Some of my favorite breathing exercises include the 4,7,8 method (which influences the autonomic nervous system) and the Wim Hof Method.

Be Uncomfortable (For a Bit): Hormetic Stressors

Wim Hof is also famous for cold exposure, a form of hormesis: a moderate (and usually intermittent) stress that produces an adaptive, beneficial response in the cells.

Hormesis is the very essence of resilience–by exposing ourselves to small stressors, we condition the body and mind to better handle the all-embracing stress of modern life.

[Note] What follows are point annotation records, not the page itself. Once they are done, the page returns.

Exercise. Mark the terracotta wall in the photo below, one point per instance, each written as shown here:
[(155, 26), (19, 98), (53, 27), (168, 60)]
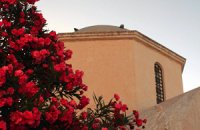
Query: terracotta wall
[(145, 58), (108, 67)]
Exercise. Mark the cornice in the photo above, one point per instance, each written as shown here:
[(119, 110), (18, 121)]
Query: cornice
[(123, 35)]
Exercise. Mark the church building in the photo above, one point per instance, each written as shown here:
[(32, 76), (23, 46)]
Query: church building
[(117, 60)]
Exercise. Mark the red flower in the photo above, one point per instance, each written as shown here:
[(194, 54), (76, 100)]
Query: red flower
[(18, 73), (2, 102), (139, 122), (10, 91), (117, 97), (124, 107), (84, 101), (84, 115), (2, 125), (9, 101)]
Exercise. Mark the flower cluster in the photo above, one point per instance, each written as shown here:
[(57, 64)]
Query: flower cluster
[(38, 89), (110, 116)]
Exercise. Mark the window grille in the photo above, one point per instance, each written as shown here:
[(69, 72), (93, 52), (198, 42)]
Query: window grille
[(159, 84)]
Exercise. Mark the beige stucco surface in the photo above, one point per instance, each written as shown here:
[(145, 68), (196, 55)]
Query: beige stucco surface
[(179, 113), (123, 63)]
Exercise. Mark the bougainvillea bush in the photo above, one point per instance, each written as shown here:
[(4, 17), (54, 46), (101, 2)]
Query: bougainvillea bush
[(38, 89)]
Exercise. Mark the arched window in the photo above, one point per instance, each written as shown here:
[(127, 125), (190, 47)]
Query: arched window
[(160, 97)]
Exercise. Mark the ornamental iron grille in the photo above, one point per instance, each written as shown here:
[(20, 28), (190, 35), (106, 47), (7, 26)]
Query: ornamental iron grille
[(159, 83)]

Beyond cold exposure, which can change your life too, common examples of hormetic stress include heat exposure, certain plant compounds (like sulforaphane), and exercise and fasting.

Hormesis may have a significant influence on aging. As the popular aging researcher David Sinclair says, each day be a little bit out of breath and a little bit hungry.

Of all the hormetic stressors, fasting may be the simplest and most straightforward way to develop emotional and physical resilience (or “metabolic flexibility“).

I’ve followed a routine of “time-restricted eating” for a decade or more. Most people might do this inadvertently, but most of us also snack and nibble throughout the day between meals. My practice is quite simple: I skip breakfast. By skipping breakfast, I usually create about 16 hours (from about 8:30 PM the previous night to 12:30 PM that day) when I do not consume food.

More on Time-Restricted Eating Improving Healthspan

I also often stack my stressors, which may enhance benefits. Exercising on an empty stomach may increase fat oxidation.

Recover: Sleep

Sleep is undoubtedly the single best tool for optimizing mental, emotional, and physical resilience. As the sleep researcher, Matthew Walker writes, “sleep is the single most effective thing we can do to reset our brain and body health each day.”

Learning about the dynamics of sleep, including the various sleep stages, and the importance of different types of sleep, including REM sleep and “deep” slow wave sleep, has profoundly changed my life.

Matthew Walker is a wonderful resource. I recommend his three-part podcast with Peter Attia: start here. I also recommend his book, Why We Sleep.

In concert with learning, by tracking my sleep on my Whoop strap, I have learned to associate certain behaviors with better sleep.

I now pay attention to the deeply biological wisdom of my circadian rhythm, and I try to support my own rhythmicity with daily habits like morning sun exposure, avoiding blue light at night, and sleeping in total darkness. For several years now, our house has not had one single blue-light lightbulb. (We use amber bulbs instead).

My nighttime ritual, which includes a magnesium tonic and CBD, is non-negotiable in much the same way Walker says that, for him, eight hours of sleep is non-negotiable.

Learning about sleep and developing your own sleep-supportive ritual is, in my opinion, the best way to set yourself up to meet the challenge of your resolves on any single day, week, month, or season.